Let us trace briefly the history of the development of industry, that we may see where this personal relationship is present, where absent, and what is the effect of its presence or absence.
Industry in its earliest forms was as simple as it is complex to-day.
The man who provided the capital was frequently the director, president, general manager and superintendent of the enterprise, and in some instances actually worked with his employees. These latter were few in number. They were usually born and brought up in the same community with their employer, his companion in school days, his friends and neighbors, often calling him as he did them by their first names.
There was daily contact between employer and employee, and naturally if any questions or causes for complaint arose on either side, they were taken up at the next chance meeting and adjusted.
Next came the partnership, a development necessary because more capital was required than a single individual cared to or was able to provide. Two or more partners were thus associated together, but otherwise the situation was not materially different from that just described, except that more employees were required.
With the invention of the steam engine and its application to railroads, which quickly began to make their way over the face of the earth; with the development of the steamboat, replacing to so large an extent the old sailing vessels and making possible the regular and frequent transportation of the products of the soil and of industry from one part of the world to another; with the perfecting of the telegraph, cable and telephone, there came the need for larger aggregations of capital in order to carry on the ever expanding industries that were required to keep pace with this growth.

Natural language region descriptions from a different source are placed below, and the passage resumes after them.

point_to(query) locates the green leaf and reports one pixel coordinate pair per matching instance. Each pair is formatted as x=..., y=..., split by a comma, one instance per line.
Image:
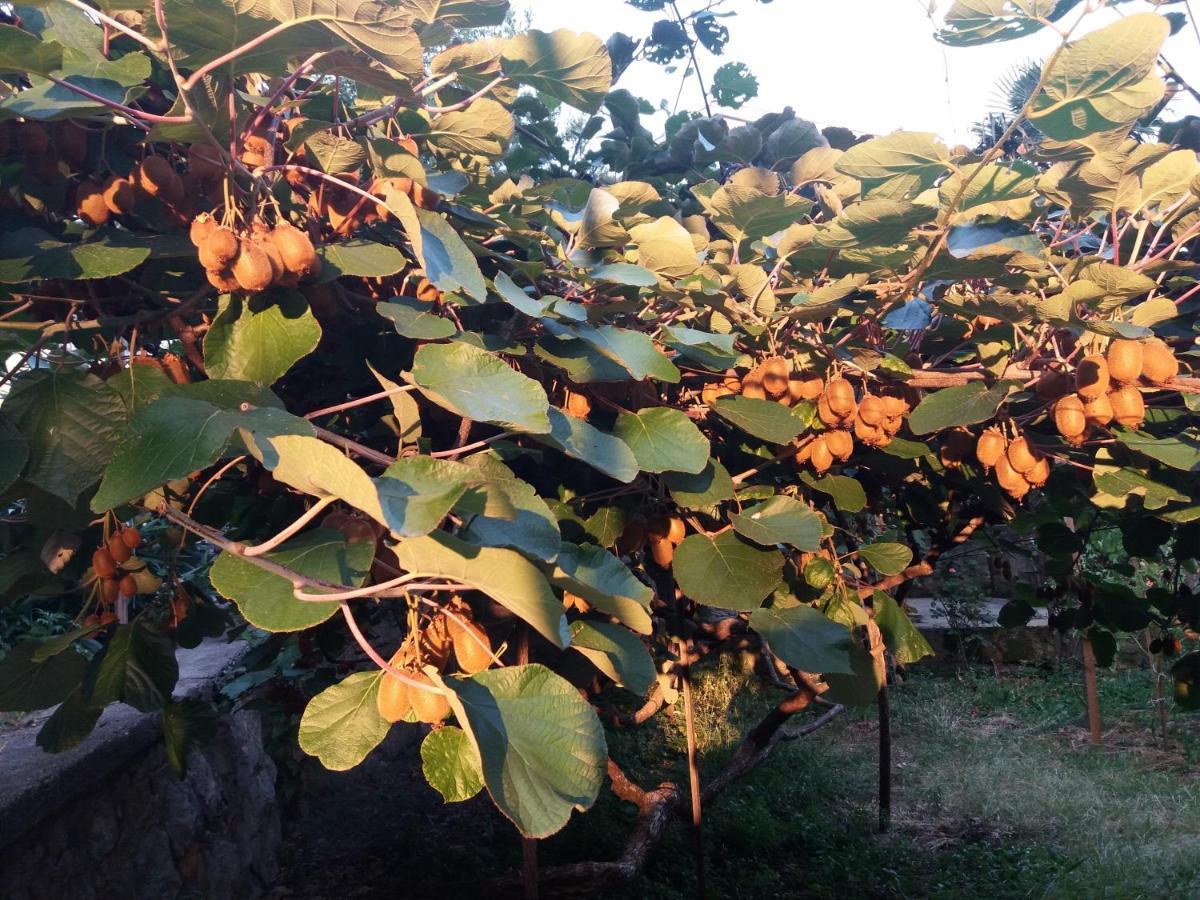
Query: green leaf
x=415, y=319
x=175, y=436
x=726, y=571
x=417, y=492
x=541, y=745
x=965, y=405
x=702, y=490
x=1104, y=81
x=342, y=724
x=886, y=558
x=605, y=582
x=451, y=765
x=265, y=599
x=581, y=441
x=358, y=257
x=478, y=385
x=617, y=653
x=780, y=520
x=15, y=453
x=71, y=424
x=664, y=439
x=761, y=418
x=571, y=67
x=259, y=339
x=29, y=255
x=847, y=493
x=137, y=666
x=504, y=575
x=805, y=639
x=27, y=685
x=900, y=636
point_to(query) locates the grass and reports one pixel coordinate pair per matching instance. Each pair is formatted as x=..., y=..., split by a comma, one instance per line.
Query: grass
x=997, y=793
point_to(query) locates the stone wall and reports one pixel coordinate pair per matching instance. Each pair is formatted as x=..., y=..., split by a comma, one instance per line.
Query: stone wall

This led to the development of the corporation, the capital for which was supplied in larger or smaller amounts by few or many individuals, thus making possible almost indefinite financial expansion. And this form of business has continued to grow, as commerce and industry have become not only national but international and world wide in their extent, until we have to-day the United States Steel Corporation, with its 120,000 stockholders and its 260,000 employees.
It stands to reason that corporations of such magnitude have necessarily become highly specialized.
The responsibility of an individual stockholder in a corporation is of course in proportion to his interest, but the function of the stockholders in general consists in casting their votes each year for the election of directors to represent their interests.